PORT CHARLOTTE — Mike Zunino stood in front of his locker in a quiet corner of the Rays’ spring training clubhouse Thursday morning and reflected on his disappointing first season in Tampa Bay.
The veteran catcher, who spent the bulk of his major league career with the Mariners, batted a paltry .165 in 266 at bats in 2019. Zunino may be a career .202 hitter, but he was coming off back to back years where he topped 20 homers with Seattle. Yet he could only tally 9 homers and 32 RBI last season.
“I was probably trying to do too much,” said the man referred to simply as Z by most of his teammates. “(I think it was) trying to get more points on the batting average with just one swing. Trying to do more than you’re capable of, trying to impress the guys here.”
Zunino perhaps felt some additional pressure beyond joining a new team. Last season was a bit of a homecoming for the Cape Coral native, who’s parents still live in Fort Myers. He and his wife also added to the number of extended family they have in area with the birth of his now 10-month old son.
Whether it was returning home, changing teams or switching divisions, there’s no getting around his offensive struggles last season. Projected as the everyday catcher, he ended up catching 89 games, yielding playing time to Travis d’Arnaud.
The former Met was acquired from the Dodgers on May 10 after a very brief stay in Los Angeles. d’Arnaud discovered his power stroke in Tampa Bay, batting .263 with 16 homers, 67 RBI, while catching 76 games for the Rays. While he thrived, Zunino continued to search for his stroke,
“I know he had a down year (offensively),” said veteran starter Charlie Morton, who won 16 games and finished third in Cy Young voting his first season with the Rays. “(You could) see the frustration on his face coming back to the dugout after an at bat, but then to see him unload it and leave it behind when he took the field, that was huge,”
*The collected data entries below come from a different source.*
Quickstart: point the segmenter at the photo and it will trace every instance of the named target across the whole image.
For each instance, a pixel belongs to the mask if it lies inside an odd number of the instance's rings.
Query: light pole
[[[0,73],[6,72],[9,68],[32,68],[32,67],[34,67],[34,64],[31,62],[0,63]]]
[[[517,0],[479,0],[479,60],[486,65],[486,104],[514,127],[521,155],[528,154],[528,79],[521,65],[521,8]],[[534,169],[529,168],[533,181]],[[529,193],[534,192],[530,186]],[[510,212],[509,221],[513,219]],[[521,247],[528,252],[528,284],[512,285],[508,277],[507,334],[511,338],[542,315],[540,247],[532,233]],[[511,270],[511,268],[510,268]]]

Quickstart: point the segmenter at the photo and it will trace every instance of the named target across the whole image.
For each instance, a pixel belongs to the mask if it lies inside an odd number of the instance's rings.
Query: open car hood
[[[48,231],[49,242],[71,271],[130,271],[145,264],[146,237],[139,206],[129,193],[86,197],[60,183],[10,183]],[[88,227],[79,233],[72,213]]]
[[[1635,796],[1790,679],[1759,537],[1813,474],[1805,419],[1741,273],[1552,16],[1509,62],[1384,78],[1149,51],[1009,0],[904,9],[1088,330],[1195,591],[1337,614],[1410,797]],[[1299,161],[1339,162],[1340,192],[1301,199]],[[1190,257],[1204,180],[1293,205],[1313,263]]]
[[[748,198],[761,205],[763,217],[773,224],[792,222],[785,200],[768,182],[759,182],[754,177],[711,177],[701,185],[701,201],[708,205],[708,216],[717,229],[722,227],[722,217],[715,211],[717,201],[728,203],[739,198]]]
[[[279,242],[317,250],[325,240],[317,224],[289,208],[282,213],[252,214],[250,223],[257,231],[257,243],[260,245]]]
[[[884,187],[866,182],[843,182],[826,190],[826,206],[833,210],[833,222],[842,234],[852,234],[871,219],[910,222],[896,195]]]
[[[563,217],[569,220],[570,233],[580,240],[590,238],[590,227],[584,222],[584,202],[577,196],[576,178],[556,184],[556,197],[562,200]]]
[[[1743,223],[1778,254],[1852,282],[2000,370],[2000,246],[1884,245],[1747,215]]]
Strong defense has always been Zunino’s calling card and that didn’t change last season, no mater what was or wasn’t happening at the plate. He takes his handling of the pitching staff seriously, reasoning that catcher is “the only position that has to worry about 12 or 13 other guys at a time.”
It’s that attitude that the Tampa Bay staff really came to appreciate.
“He’s a very veteran guy, who’s very aware of what he’s doing,” said former Cy Young winner Blake Snell. “He’s just a guy that I trust, I think everyone trusts him.”
Trust is a word that comes up a lot when talking with teammates about Zunino.
“The bonds and relationships that you form with your catchers are very unique and there’s a lot of trust and time that goes into those relationships,” Morton said prior to the first official workout for pitchers and catchers. “Last year I went to Z and we would just talk about pitching and everything. We’ve gone through a lot together.
“He knows me. He knows the way I think. ... He cares a lot about being a catcher, being a pro behind the plate.”
He’s get another chance to be behind the plate for the Rays, as d’Arnaud has departed for Atlanta via free agency. Tampa Bay has lefty swinging Michael Perez (20 starts at catcher in 2019) on the roster, but not replacing d’Arnaud appears to be a vote of confidence for Zunino.
And while he knows his defense is what had kept him in Tampa, he believes he’s ready to bounce back offensively.
“I feel confident, I’ve been able to make some changes,” he said. “I worked for a full offseason with (hitting coach) Chad (Mottola).
“I feel like we’ve good a base to work off of.”